For this we can thank Avi Bar-Cohen, Distinguished University Professor and chair of the Department of Mechanical Engineering at the Clark School of Engineering, University of Maryland. Bar-Cohen has made figuring out how to keep electronics cool a major theme of his career. His ideas stand behind the technologies we rely on every day, from cell phones and MP3 players to supercomputers and flight guidance systems.
That's why the International Center for Heat and Mass Transfer has recognized Bar-Cohen as a seminal figure in thermal science and engineering, and awarded him the prestigious Luikov Medal.
The Luikov Medal recognizes "outstanding contributions to the science and art of heat and mass transfer" and contributions to the international community of heat transfer specialists.
"Professor Bar-Cohen's research laid the foundation for today's state-of-the-art, minimum-energy solutions for air cooling of electronics," comments fellow professor Reinhard Radermacher. "His studies of the complex thermofluid phenomena in electronic enclosures established the performance limits and methodologies for cooling avionic systems and supercomputers. He pioneered new methods of temperature control for computer chips and printed circuit boards. He has educated thousands of electrical and mechanical engineers on the application of advanced thermal management concepts and modeling techniques for electronic products."

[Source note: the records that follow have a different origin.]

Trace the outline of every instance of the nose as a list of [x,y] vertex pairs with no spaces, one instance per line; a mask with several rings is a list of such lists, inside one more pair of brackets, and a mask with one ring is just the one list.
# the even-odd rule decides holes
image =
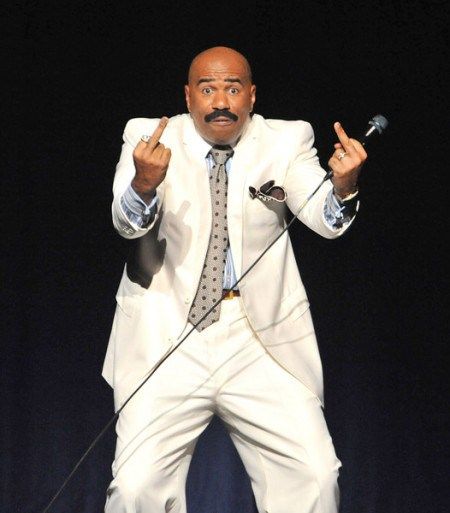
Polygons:
[[212,102],[212,108],[213,109],[229,109],[230,103],[228,101],[228,95],[225,91],[217,91],[214,95],[213,102]]

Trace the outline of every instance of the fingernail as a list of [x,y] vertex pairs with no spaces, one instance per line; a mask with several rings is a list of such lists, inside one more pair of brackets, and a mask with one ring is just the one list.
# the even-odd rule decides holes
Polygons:
[[338,128],[341,128],[341,124],[339,123],[339,121],[336,121],[336,126],[337,126]]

Bar-Cohen has written and edited numerous books and papers, delivered major lectures, and advised many engineering graduate students. He holds seven U.S. patents. He has been honored by the major professional organizations in his field.
His work has provided the techniques and tools needed to support the remarkable miniaturization, increased reliability, and functional capability that have been achieved in electronic products, from cell phones to supercomputers and from laptops to avionics.
Bar-Cohen has been the major contributor to the development of the scientific foundation for thermal management of electronic systems and has played a leading role in the successful transformation of the electronic industry to widespread implementation of frontier breaking thermal science and technology.
His development of physics-based composite equations for natural convection heat transfer in parallel plate arrays brought scientific rigor to a previously empirical domain and provided the foundation for today's state-of-the-art minimum-energy solutions for air cooling of electronics. He pioneered the use of compact thermal models for fast analytical and numerical solutions for the temperature of packaged chips and populated printed circuit boards. He has educated thousands of electrical and mechanical engineers on the application of advanced thermal management concepts and modeling techniques for electronic products.
The widespread implementation of his concepts and incorporation of his modeling approaches the early CAD tools, has underpinned the performance, miniaturization, and reliability of today's electronic products, including a x10 improvement in air-cooling capability with comparable finned heat sink weight reductions. His current work is focused on efficient cooling of kW/cm2 on-chip hot spots and immersion cooling of kW/cm3 heat density chip stacks and 3D packages.
Bar-Cohen received his bachelor's, master's and Ph.D. degrees from the Massachusetts Institute of Technology. He has been chair of the Department of Mechanical Engineering in the Clark School of Engineering since 2001 and was named Distinguished University Professor in 2005.
The Luikov Medal, awarded by the International Centre for Heat and Mass Transfer to one individual every two years, is dedicated to Aleksey Vassillevich Luikov, a renowned Russian pioneer in the field of heat transfer and thermophysics. The Medal will be presented to Bar-Cohen at the 14th International Heat Transfer Conference in Washington, D.C., in August 2010.